Liberteryen senatör Rand Paul’un sözcülüğünü yaptığı izolasyonalistler ABD’nin Suriye’deki savaşta hiçbir çıkarı olmadığı gerekçesiyle, diğer Çay Partililer ve tutucu kanat ise Obama’nın istediği bir şey olduğu için savaşa karşı çıkıyorlar. Paul, Suriye’deki iç savaşı hangi taraf kazansa da ABD’nin dostu olmayacağına dikkat çekiyor.
Cumhuriyetçi Parti’den en etkili çıkış, Temsilciler Meclisi Başkanı John Boehner’dan geldi. Boehner, birçok iç politika konusunda muhalefet ettiği Obama’nın Suriye’ye müdahale kararını kesinlikle desteklediğini açıkladı. Temsilciler Meclisi’nde çoğunluğu oluşturan Cumhuriyetçi grubun iki numaralı ismi Eric Cantor da Boehner’a destek vererek müdahaleye onay oyu vereceğini duyurdu. Ancak analistler, Boehner’ın kendi parti grubu üzerinde çok da güçlü olmayan bir Temsilciler Meclisi Başkanı olduğuna dikkat çekiyor. Parti grubunun çoğunluğu, Boehner ile birçok tasarıda ters düşebildi.
Parti içinde Çay Partili ultra tutucular ve izlolasyonalistler ile müdahaleciler arasındaki tartışma derinleşiyor. Ancak uzmanlara göre Cumhuriyetçilerin çoğunluğuna günün sonunda Obama’nın tasarısına destek verdirecek, yıllardır arzuladıkları çok daha önemli bir faktör var: Yakın gelecekte İran’a da müdahale olasılığı.
Peki Kongre’de savaşa ‘hayır’ yanıtı çıkarsa neler olabilir?
Kara hareketı içermeyen ve 30 gün daha uzatma opsiyonlu 60 gün süreli müdahale yetkisi Senato dış ilişkiler komitesinde kabul edildi. Fakat zaten genel kurul oylamasında da Obama’yı desteklemesi beklenen Senato komitesindeki 7’ye karşı 10 gibi az bir farkla kabul edilmesi şüpheleri artırdı. Kaldı ki, Cumhuriyetçi çoğunluğa sahip Temsilciler Meclisi’nde tablo çok daha karışık. Gelecek yıl seçime gidecek milletvekillerinin ne oy vereceği tam kestirilemiyor. Temsilciler Meclisi’nin sağ ve sol uçlarının, Senato’dakine göre merkezden çok daha uzak olması da karar tasarısının akıbetini belirsizliğe itiyor.
Kongre’den hayır oyu çıkarsa ne olacak? John McCain’e göre böylesi bir karar sadece Obama’yı değil geleceğin tüm ABD başkanlarını da itibarsızlaştırır. Ve Obama ile birlikte ABD’yi de dünya politika sahnesinden uzaklaştırır.

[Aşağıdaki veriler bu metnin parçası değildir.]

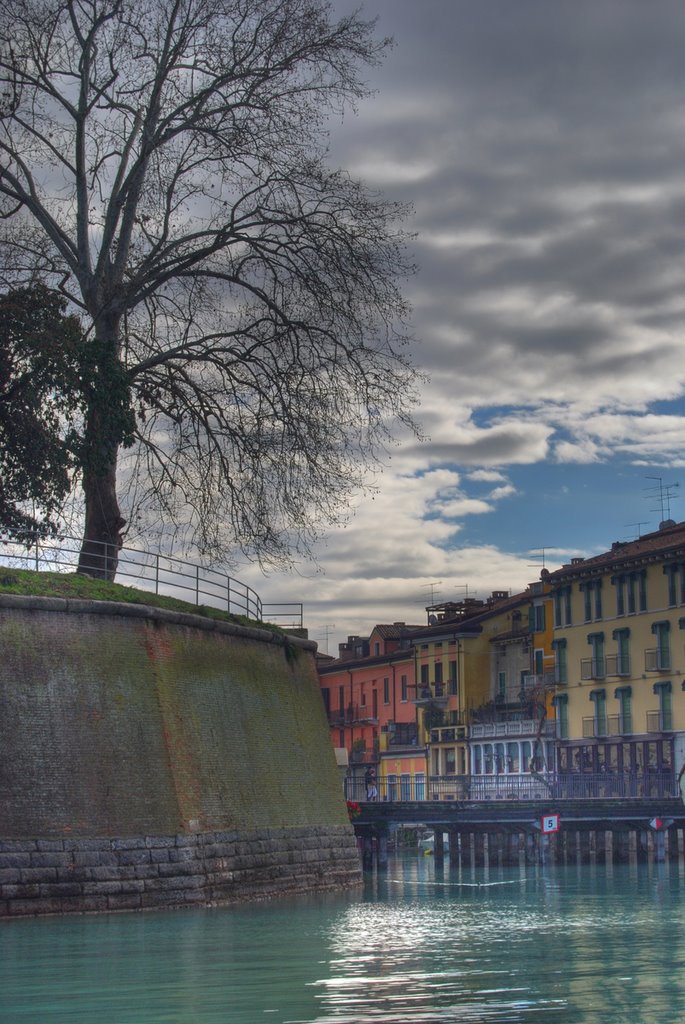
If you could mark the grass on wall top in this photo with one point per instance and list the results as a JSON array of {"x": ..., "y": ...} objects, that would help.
[{"x": 74, "y": 585}]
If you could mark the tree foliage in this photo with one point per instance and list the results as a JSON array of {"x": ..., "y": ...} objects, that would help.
[
  {"x": 164, "y": 165},
  {"x": 40, "y": 389}
]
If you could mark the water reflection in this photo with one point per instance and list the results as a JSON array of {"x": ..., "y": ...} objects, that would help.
[{"x": 421, "y": 944}]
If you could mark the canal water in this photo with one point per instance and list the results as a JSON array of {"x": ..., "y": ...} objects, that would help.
[{"x": 418, "y": 945}]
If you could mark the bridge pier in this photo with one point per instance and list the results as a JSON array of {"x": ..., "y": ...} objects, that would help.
[{"x": 505, "y": 833}]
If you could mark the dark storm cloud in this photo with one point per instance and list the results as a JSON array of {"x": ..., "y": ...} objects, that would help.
[{"x": 542, "y": 146}]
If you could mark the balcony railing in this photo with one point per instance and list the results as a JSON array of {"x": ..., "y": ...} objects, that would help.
[
  {"x": 350, "y": 715},
  {"x": 403, "y": 734},
  {"x": 593, "y": 668},
  {"x": 527, "y": 727},
  {"x": 431, "y": 693},
  {"x": 657, "y": 659},
  {"x": 617, "y": 665},
  {"x": 659, "y": 721},
  {"x": 542, "y": 785},
  {"x": 156, "y": 572}
]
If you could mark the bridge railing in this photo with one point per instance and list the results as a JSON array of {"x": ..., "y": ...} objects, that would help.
[
  {"x": 553, "y": 785},
  {"x": 156, "y": 572}
]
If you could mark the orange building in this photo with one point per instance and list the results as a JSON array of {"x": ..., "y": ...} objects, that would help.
[{"x": 369, "y": 692}]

Temsilciler Meclisi’nden çıkacak ‘hayır’ kararına rağmen Senato’dan çıkacak destek kararına dayanarak Obama yine de müdahalede bulunabilir. Bill Clinton, Senato oylamasından sonra ve Temsilciler Meclisi oylamasından önce Kosova’ya müdahale emri vermişti. Ancak bu karar, Obama ile Kongre özellikle de Temsilciler Meclisi büyük bir savaşı da başlatabilir. Bu da, yakın gelecekte, göçmenlik reformu, borç tavanının yükseltilmesi ve bütçe gibi kritik iç politika konularında Kongre’ye ihtiyacı olan Obama açısından durumu içinden çıkılmaz hale getiriyor.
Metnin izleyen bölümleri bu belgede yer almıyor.